App store en la cuerda floja: la ia amenaza la revisión humana
La App Store, bastión de la seguridad y la curación manual, se enfrenta a una crisis de legitimidad. No es la competencia de Google Play ni Aurora Store lo que la pone en jaque, sino la irrupción descontrolada de la inteligencia artificial en el desarrollo de aplicaciones. Un tsunami de código, generado a menudo por usuarios sin experiencia, está inundando la plataforma, desafiando su capacidad de revisión.

El auge del 'vibe coding' y su impacto en el volumen de apps
El llamado 'vibe coding', que permite a cualquiera, incluso sin conocimientos profundos de programación, crear aplicaciones a una velocidad vertiginosa, ha disparado la cantidad de software que se presenta a diario. Esto, a primera vista, parece un beneficio para Apple, cuyos ingresos dependen de las comisiones sobre las ventas de aplicaciones de pago. Pero la realidad es mucho más compleja.

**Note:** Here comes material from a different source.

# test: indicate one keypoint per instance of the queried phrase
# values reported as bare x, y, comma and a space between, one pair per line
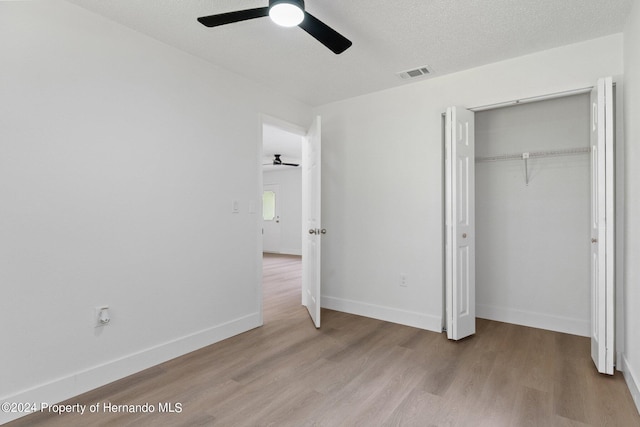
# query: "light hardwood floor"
356, 371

La piedra angular de la App Store siempre ha sido su riguroso proceso de revisión manual. A diferencia de sus competidores, Apple insiste en que sus expertos humanos examinan cada aplicación para garantizar su seguridad, funcionalidad y cumplimiento normativo. Esta política, que tradicionalmente ha implicado un tiempo de espera de menos de 24 horas, se ha visto colapsada por la avalancha de aplicaciones generadas por IA.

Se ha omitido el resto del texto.